Earlier this week, the truce between the MS-13 and the 18th Street Gang in El Salvador reached the 100-day mark. The truce has reduced homicides from approximately 14 to 5 per day. In recent weeks, that number has climbed a bit to 7.
The truce provides an important opportunity to reduce overall levels of violence in El Salvador. While most of the reporting is on whether 60,000 or so gang members can change, the truce won't stick if we are just asking the men and women who are members of gangs to change.
The state needs to change and make reforms that move its public security institutions away from mano dura and super man dura. The policies were critical to the expansion of gang-related crime. (I will have more on this at Al Jazeera probably this weekend).
If death squads that are eliminating gang member and former gang members continue to operate with impunity in El Salvador, the truce is bound to fail. If police continue to abuse gang members, whether they are in the process of arresting them or just harassing them, the truce is unlikely to hold. As long as prison conditions remain inhumane and authorities keep rounding up young men and women, the truce is unlikely to hold.

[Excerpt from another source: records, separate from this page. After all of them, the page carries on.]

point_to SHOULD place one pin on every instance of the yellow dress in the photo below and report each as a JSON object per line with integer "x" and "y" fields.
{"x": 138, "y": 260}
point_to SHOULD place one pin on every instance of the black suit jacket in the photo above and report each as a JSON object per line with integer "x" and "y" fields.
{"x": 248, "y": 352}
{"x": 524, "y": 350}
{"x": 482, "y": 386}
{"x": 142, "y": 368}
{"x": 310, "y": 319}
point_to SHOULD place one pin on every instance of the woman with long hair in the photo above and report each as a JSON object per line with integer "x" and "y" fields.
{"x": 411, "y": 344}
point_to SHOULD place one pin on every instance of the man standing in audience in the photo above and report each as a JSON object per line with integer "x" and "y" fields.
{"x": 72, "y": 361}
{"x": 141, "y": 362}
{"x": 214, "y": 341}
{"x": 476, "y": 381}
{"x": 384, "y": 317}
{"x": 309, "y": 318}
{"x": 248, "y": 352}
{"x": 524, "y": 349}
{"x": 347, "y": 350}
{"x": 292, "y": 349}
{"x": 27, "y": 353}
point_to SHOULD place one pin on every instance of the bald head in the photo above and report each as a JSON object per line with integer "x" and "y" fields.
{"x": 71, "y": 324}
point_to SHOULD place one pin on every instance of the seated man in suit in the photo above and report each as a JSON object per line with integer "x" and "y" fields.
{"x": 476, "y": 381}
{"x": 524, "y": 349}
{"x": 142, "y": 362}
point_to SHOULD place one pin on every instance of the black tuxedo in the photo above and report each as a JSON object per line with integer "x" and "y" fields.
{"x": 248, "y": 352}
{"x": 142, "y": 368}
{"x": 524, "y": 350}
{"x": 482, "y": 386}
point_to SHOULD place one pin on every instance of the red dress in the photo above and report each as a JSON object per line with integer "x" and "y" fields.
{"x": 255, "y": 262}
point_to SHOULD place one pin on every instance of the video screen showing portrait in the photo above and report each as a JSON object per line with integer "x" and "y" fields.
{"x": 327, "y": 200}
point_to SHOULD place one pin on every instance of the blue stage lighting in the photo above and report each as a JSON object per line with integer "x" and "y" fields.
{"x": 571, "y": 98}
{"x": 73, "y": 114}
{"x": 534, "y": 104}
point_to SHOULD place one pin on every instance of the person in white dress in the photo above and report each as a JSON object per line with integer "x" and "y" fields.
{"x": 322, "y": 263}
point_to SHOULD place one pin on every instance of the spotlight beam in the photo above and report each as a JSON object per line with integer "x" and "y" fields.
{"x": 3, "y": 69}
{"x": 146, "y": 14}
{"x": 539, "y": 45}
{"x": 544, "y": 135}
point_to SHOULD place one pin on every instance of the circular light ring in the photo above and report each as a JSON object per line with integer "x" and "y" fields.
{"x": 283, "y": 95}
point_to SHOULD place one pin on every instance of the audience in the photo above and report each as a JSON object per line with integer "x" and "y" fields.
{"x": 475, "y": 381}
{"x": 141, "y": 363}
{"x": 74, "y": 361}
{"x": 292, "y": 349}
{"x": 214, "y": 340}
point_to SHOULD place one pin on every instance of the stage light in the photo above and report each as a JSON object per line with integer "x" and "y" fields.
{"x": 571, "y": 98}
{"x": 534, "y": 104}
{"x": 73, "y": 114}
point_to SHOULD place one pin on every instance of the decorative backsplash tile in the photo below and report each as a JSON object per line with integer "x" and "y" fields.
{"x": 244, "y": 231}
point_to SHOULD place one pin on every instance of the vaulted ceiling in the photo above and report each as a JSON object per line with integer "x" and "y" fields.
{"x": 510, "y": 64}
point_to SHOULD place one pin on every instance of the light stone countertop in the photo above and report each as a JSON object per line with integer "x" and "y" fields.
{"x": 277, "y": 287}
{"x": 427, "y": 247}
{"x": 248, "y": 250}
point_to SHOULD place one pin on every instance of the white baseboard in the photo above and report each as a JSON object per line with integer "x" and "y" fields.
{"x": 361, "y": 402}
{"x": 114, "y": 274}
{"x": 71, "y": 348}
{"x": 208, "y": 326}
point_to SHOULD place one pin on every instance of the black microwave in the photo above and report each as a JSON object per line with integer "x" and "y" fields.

Finally, US foreign policy towards El Salvador, including economic, immigration, and security assistance, needs to change. El Salvador needs foreign direct investment and jobs. American businesses should be encouraged to invest in El Salvador to take advantage of the Millennium grants and the US' Partnership for Growth. Businesses or politicians that redirect investment to El Salvador should not come under political attack.
President Obama's decision to withhold deportation of hundreds of thousands of undocumented immigrants is a good start, but won't substitute for the passage of comprehensive immigration reform that provides a path to citizenship for most of those living in the US illegally. President Obama could move to make TPS for Salvadorans permanent instead of two year extensions that look like they will go on forever.
Finally, the US needs to change its security assistance / approach to El Salvador - more financial and human resources need to be dedicated to gang prevention, rehabilitation and reintegration strategies. The US could provide more support to the country's criminal justice system. Perhaps, at this time, there could be a serious discussion as to how to better assist gang members who want to leave the violence behind. Historically, it doesn't look like the US and Salvadoran governments have been able to deal effectively with gang members who want out or those who have gotten out.
I don't expect all 60,000 gang members in El Salvador to miraculously change their lives around. How do we assist those that do (10k, 20k, 30k?)? Experience has shown that many are going to fail on their first effort at transforming their lives. Are Salvadoran and US authorities ready to work with these young men and women, some not so young, so that as many as possible can turn their lives around?
So just to be clear, the truce gives the gang members a chance to reclaim lives of dignity for themselves and their families. However, it's not just the gang members that need to change. US policy and the Salvadoran state and people also need to change. They are getting a second chance as well.